1. Heterotrophs (no locomotor apparatus): This group include Rhizopoda, Actinopoda and Foraminifera.

2. Photosynthetic (protists): This include pyrrophyta, euglenophyta, chrysophyta, Xanthophyta, Bacillariophyta, Rhodophyta, Phaecophyta and chlorophyta.

3. Heterotrophs (with flagella): Sarcomastigophora, Ciliophora.

4. Non-Motile (spore formers): Apicomplexa

5. Heterotrophs (with restricted mobility): Oomycota, Acrasiomycota and Myxomycota.

Rhizopoda e.g Amoebas (move by pseudopodia). They were formerly classified as protozoa.

Actinopoda e.g Radiolarians having glassy-like skeletons with needle-like pseudopodia.

Foraminifera e.g Forams having shells and moving by protoplasmic streaming.

Pyrrophyta e.g Dinoflagellates which are regarded as Red tides are photosynthetic (having chlorophyll a and b), and possessing two unequal flagella.

Euglenophyta e.g Euglena which possess flagella, possess chloroplast containing chlorophyll a and b; they are photosynthetic.

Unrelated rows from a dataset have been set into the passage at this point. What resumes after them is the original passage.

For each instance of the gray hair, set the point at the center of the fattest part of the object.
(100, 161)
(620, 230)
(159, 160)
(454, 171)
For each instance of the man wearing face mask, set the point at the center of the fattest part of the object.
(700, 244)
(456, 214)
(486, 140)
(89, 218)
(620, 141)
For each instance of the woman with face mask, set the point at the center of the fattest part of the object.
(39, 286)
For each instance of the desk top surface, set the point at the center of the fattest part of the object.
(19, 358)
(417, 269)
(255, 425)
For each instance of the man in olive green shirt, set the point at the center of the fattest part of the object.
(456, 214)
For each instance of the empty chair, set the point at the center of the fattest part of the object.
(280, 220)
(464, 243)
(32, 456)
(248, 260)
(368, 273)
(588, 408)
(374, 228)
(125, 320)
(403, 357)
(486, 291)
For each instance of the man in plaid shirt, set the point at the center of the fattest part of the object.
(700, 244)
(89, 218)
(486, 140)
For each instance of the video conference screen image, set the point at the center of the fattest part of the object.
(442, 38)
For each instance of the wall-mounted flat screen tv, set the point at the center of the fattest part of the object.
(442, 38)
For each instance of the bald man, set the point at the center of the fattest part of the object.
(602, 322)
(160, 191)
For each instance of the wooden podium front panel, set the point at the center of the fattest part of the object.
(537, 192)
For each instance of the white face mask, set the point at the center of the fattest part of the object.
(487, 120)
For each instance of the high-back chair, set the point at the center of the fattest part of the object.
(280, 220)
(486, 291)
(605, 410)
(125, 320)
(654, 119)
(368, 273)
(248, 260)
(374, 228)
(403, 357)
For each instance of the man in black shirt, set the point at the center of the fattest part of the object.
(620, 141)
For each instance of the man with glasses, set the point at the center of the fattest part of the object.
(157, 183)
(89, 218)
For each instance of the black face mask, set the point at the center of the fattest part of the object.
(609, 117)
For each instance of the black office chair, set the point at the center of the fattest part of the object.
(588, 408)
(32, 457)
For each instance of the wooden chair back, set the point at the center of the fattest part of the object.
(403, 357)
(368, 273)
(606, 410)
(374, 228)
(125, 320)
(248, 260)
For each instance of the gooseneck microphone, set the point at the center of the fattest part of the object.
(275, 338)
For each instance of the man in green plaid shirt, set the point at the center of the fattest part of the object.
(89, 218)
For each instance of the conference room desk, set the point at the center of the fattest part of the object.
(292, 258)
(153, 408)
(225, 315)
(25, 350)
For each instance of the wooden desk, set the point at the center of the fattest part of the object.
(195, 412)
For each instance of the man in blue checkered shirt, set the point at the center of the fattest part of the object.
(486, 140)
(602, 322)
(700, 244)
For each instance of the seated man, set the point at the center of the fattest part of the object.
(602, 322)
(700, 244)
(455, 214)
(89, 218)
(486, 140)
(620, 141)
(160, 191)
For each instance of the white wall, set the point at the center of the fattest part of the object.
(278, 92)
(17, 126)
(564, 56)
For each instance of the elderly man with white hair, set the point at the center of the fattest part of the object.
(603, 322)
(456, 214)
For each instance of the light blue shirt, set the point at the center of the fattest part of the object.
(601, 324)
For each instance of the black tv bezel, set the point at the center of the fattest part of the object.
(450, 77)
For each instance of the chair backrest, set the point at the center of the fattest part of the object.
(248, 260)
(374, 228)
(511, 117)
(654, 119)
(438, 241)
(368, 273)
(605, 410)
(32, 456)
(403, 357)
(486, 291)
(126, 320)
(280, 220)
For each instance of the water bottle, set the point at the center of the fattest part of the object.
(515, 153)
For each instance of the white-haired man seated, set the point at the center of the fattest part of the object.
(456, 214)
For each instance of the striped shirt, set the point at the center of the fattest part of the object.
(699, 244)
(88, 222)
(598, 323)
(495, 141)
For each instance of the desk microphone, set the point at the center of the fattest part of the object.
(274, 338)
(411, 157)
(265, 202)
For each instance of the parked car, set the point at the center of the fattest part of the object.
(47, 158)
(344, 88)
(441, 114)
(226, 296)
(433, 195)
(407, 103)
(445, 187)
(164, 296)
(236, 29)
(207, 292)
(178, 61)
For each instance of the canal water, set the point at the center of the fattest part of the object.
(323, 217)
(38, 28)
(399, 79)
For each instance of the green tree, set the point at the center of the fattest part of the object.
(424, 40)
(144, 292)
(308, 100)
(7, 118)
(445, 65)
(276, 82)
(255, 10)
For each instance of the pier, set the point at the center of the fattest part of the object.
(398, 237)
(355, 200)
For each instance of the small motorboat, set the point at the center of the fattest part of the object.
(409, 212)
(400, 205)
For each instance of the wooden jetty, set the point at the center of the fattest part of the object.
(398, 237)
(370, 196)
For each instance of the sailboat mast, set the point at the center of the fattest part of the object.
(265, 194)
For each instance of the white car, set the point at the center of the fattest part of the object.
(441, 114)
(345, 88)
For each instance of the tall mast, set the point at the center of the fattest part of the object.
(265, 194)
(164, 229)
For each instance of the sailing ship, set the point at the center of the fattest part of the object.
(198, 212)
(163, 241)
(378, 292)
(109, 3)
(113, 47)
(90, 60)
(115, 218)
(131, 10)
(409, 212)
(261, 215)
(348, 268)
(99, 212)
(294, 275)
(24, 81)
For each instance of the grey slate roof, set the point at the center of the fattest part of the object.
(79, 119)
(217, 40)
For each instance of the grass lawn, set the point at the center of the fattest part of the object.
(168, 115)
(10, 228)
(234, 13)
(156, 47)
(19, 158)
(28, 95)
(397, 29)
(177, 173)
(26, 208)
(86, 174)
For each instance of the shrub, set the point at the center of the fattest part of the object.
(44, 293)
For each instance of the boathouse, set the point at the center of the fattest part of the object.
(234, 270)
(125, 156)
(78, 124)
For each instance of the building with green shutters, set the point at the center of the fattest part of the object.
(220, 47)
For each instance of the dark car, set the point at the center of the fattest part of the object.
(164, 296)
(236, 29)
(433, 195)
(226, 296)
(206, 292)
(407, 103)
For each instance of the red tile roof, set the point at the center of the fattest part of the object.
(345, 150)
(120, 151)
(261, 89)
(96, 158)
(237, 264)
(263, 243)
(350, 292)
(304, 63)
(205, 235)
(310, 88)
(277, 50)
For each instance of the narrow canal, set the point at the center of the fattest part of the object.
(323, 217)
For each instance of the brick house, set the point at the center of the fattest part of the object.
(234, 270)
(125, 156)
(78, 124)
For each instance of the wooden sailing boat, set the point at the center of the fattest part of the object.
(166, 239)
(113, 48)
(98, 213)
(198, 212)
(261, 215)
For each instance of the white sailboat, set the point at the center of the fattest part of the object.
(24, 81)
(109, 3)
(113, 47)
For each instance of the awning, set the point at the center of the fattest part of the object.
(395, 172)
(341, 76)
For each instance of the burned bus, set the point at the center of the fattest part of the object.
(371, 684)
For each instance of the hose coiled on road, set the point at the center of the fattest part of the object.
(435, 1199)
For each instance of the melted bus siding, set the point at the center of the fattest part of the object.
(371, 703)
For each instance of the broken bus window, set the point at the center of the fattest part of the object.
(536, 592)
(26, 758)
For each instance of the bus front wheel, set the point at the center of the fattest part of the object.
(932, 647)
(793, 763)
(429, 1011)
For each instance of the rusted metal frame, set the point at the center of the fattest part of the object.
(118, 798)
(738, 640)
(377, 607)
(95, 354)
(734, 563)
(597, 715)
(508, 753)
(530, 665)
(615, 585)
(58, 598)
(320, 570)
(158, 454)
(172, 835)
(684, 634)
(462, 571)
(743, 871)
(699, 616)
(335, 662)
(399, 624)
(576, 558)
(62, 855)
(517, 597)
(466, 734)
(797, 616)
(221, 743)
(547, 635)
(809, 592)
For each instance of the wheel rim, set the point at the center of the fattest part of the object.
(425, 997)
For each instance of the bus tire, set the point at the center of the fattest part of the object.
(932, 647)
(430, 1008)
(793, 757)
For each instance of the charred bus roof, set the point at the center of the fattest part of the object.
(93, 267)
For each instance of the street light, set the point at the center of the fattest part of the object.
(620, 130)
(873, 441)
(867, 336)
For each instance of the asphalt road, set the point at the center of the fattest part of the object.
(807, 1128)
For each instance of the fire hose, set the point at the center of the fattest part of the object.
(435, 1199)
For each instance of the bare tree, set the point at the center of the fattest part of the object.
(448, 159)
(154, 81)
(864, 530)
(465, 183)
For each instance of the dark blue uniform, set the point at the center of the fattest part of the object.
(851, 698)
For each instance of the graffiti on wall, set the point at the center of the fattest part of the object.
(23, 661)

Chrysophyta Include e.g Golden Algae (chrysophyceae); also include diatoms (bacillariophyceae) and yellow-green algae (Xanthophyceae)

Rhodophyta e.g Red Algae which are mostly multicellular, containing red pigment and chlorophyll a.

Phaecophyta e.g Brown Algae such as Kelps are multicellular, contain chlorophyll a and c.

Chlorophyta include Green Algae such as Chlamydomonas are also multicellular; contain chlorophyll a and b.

Sarcomastigophora e.g Trypanosome (Zoomastigotes) are multicellular animal-like organisms containing flagellum and are parasitic; transmitted by vectors Tsetsefly (Glossina palpalis and Glossina moritans). They were formerly classified as phylum protozoa.

Ciliophora e.g Paramecium are multicellular animal-like organisms having cilia and are free living. They were formerly classified as protozoa.

Apicomplexa e.g Plasmodium (formerly classified as protozoa) are multicellular animali-like organisms that are non motile, spore formers (sporozoans) and parasitic.

Oomycota e.g Water molds, rusts and mildews which are both terestial and freshwater organisms.

Acrasiomycota e.g cellular slime molds such as Dictyostelium which are in colony of cells and are similar to amoebas.

Myxomycota e.g plasmodial slime molds such as Fuligo which stream along with multinucleated mass of cytoplasm.

It is important to note that the Kingdom Protista and some phyla such as Protozoa have been abandoned. Scientists have come up with the new classification system that do not include kingdoms rather, consist of supergroups.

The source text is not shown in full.